Michael> is not proposing to change the
Michael>structure of modules within both projects, merely to have the code
for
Michael>both in a single repository.
I propose to integrate them into a single build, and keep the set of the
published jars.
However, the modules and dependency structure could be kept as is.
We might want to rename folders like
calcite-core
calcite-linq4j
..
avatica-core
avatica-server
However, I am not sure it is that important to discuss folder names now.
The idea is that as you "open Calcite in IDE, you see both Avatica and
Calcite modules"
Michael>Is there any reason we couldn't have a separate release schedule if
Michael>both projects are in the same repository?
A different schedule means Calcite must support at least two different
Avatica versions.
In other words, if we allow clients to update Avatica at their will, then
we should allow them building Calcite with different Avatica versions,
which implies Calcite test code should succeed for multiple different
Avatica vesions.
That makes it harder to write tests: we have to execute tests with two
different Avatica releases (or even more than two).
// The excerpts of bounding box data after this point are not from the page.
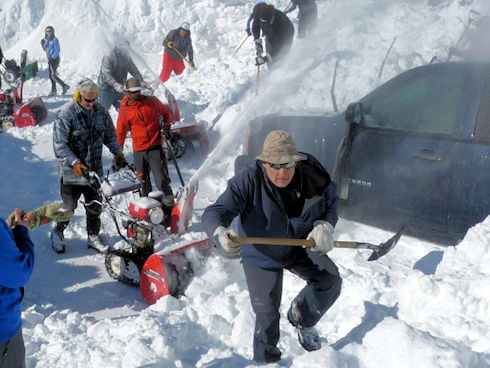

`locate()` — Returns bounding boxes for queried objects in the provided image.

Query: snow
[0,0,490,368]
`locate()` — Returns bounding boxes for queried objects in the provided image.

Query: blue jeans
[98,89,124,111]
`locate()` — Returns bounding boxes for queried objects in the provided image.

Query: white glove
[213,226,242,259]
[306,220,333,254]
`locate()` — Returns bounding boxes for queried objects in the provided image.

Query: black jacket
[202,155,338,268]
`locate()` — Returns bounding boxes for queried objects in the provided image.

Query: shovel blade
[368,225,405,261]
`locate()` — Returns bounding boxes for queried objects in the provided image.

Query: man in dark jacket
[41,26,70,96]
[97,39,149,110]
[0,209,34,367]
[159,22,196,83]
[284,0,318,38]
[252,5,294,65]
[202,130,341,362]
[51,78,127,253]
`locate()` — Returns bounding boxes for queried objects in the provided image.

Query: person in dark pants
[116,78,174,218]
[158,22,196,83]
[41,26,70,96]
[0,209,34,368]
[284,0,318,38]
[51,78,127,253]
[97,38,149,110]
[202,130,341,362]
[252,5,294,65]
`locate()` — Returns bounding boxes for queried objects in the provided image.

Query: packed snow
[0,0,490,368]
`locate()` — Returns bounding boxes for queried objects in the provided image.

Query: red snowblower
[0,50,48,131]
[86,155,210,304]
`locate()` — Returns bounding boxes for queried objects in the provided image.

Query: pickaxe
[230,226,405,261]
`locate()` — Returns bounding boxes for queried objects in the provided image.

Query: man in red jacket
[116,78,173,208]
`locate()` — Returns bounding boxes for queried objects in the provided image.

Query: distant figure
[449,16,490,61]
[0,209,34,368]
[245,1,267,36]
[41,26,70,96]
[284,0,318,38]
[116,78,174,221]
[252,5,294,65]
[97,40,149,110]
[51,78,127,253]
[159,22,196,83]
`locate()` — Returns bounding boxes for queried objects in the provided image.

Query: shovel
[230,226,405,261]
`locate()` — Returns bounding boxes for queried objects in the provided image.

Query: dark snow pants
[133,145,172,196]
[243,251,342,362]
[0,329,26,368]
[56,182,102,235]
[48,58,65,92]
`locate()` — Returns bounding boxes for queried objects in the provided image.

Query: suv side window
[474,79,490,142]
[368,74,465,134]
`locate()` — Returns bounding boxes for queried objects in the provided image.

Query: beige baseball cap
[255,130,307,164]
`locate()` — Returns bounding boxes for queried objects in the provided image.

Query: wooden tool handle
[230,236,315,247]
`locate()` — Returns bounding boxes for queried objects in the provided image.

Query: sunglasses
[82,95,97,103]
[268,162,296,170]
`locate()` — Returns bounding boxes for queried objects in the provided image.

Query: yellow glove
[73,160,88,176]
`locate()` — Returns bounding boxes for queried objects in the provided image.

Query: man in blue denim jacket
[51,79,127,253]
[0,209,34,367]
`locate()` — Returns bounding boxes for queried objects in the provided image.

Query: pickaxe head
[368,225,405,261]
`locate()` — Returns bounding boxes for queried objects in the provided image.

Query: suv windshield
[368,74,465,134]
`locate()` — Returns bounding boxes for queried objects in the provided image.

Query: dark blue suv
[236,62,490,244]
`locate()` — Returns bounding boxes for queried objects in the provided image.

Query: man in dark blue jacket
[252,4,294,65]
[41,26,70,96]
[0,209,34,367]
[202,130,341,362]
There are at least two sources for complexity:
a) We have to write tests that tolerate multiple versions. For instance,
"if (avatica.18+) {...}" and so on.
That is not really trivial, especially taking into account some of the
tests are created with non-yet-popular
technologies like Quidem where you can't really google solutions. So the
"trivial" task of "making a test to expect two possible outcomes"
becomes less trivial as you try to pass the version from GitHub Action to
Gradle to JUnit to Quidem to no-one-knows-which class.
If we support one Avatica version only, that is not needed. We just patch
the test in Avatica and Calcite and that is it.
Single repo avoids "Gradle vs Quidem" dance.
b) If we claim that we support 5 different Guava versions, 3 different JDK
versions, 2 different Avatica versions,
then we have to execute 5*3*2 = 30 combinations of the tests.
That is not really a full matrix, however, things get way easier if we
support one Avatica version only.
The amount of tests we need to do during a proper release is much less, and
it is easier to commit
changes that touch Avatica and Calcite at the same time.